I turned to see an orthodox Jewish man in the seat next to me wearing a yarmulka and a prayer shawl under his coat. In my lap was a quilting magazine which had obviously captured his attention. We were both on a plane bound for Portland, Oregon and the International Quilt Market, a wholesale trade show.
It was one of my first forays outside the circle of church conferences that although while spanned the world seemed all too closed off from real people. Years ago I had realized one day that as a pastor’s wife, the only non-Christian I saw each month was the hairdresser or perhaps the checker at the grocery store. My life was imprisoned in a circle of people who for the most part seemed afraid of “THEM” out there.
But now, twenty some odd years later, at the age of fifty-three, I had lost a measure of concern about what people thought and had decided to follow a rising flow of interest in a new hobby and help my friend, Alice, with her booth at the quilt market. This “mistake” landed me next to a man who was curious about things in my life. For the next three hours we talked about loving God, finding common ground in the God of Abraham, Isaac and Jacob and the characters we both loved so well from the scriptures.
I cleverly disguised myself as a normal person, and purposely didn’t tell him I was a minister. This led to a delightful conversation that rose above religious walls. He was deeply sincere and zealous for the Law, so I gave him my banana so he could keep kosher on the flight and still have something to eat. Three times he said to me incredulously, "I’ve never met anyone like you before.” Finally, as we landed, he asked, “What do you do?” “I’m a Christian minister.”
“I thought so!” he replied .
While I didn’t “pray the prayer” with him, I somehow knew that God had used me to turn the hands of his spiritual clock a few minutes further toward the moment when he would.

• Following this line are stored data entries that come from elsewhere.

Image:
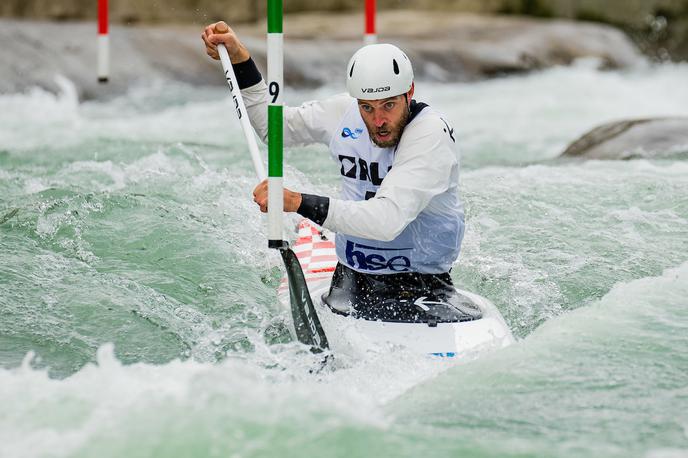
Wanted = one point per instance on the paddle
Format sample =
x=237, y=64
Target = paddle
x=309, y=331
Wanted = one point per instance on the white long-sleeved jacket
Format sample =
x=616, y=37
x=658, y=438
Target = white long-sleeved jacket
x=414, y=221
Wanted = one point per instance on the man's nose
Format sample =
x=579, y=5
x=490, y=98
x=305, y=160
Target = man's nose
x=379, y=120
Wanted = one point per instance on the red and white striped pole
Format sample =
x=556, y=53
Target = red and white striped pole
x=103, y=43
x=370, y=35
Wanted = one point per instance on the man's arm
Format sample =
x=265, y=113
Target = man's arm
x=425, y=163
x=312, y=122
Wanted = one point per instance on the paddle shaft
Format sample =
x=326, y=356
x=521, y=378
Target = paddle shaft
x=241, y=112
x=308, y=329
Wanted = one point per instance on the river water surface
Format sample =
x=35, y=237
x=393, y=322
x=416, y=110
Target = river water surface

At the quilt market I met my friend, Alice, who seemed severely lacking in encouragement. Danna Kay, my sister, and I helped Alice with her booth, and I found myself speaking authoritatively to passersby about quilting, something I knew next to nothing about. What I did know about was writing books.
Finally, my frustration with Alice’s undiscovered creative genius got to me. I took her by the arm and “dragged” her to the booth of a nationally known craft book publisher. She came away with the promise of a contract and her face beaming. I was having a ball. The gifts of the Holy Spirit were working with normal people.
Three weeks later, Jill Austin came to our church and prophesied that I would have an entrepreneur’s anointing to link people in and outside the church and that it would have something to do with quilting.
Within days I found myself networking people from four nations in and outside the church to sew and to teach sewing to the poor, and I’m having fun. Wherever I’ve shared about my vision to “stitch for the nations” closet sewing and quilting professionals have come to me wanting to help.
I’ve scaled the prison walls now and am in contact with real people, some who even swear and a have need for Jesus, and He’s touching them. I’m seeing the River touch the Dead Sea and the “leaven of the kingdom” beginning to work.
And I’m not the only one. This issue is filled with testimonies and articles by business leaders and others who have found the joy of giving away the blessing in the marketplace. As we approach this holiday season, maybe you will be inspired to give to those around you the greatest gift you have to give, your friendship with the God who is crazy about them.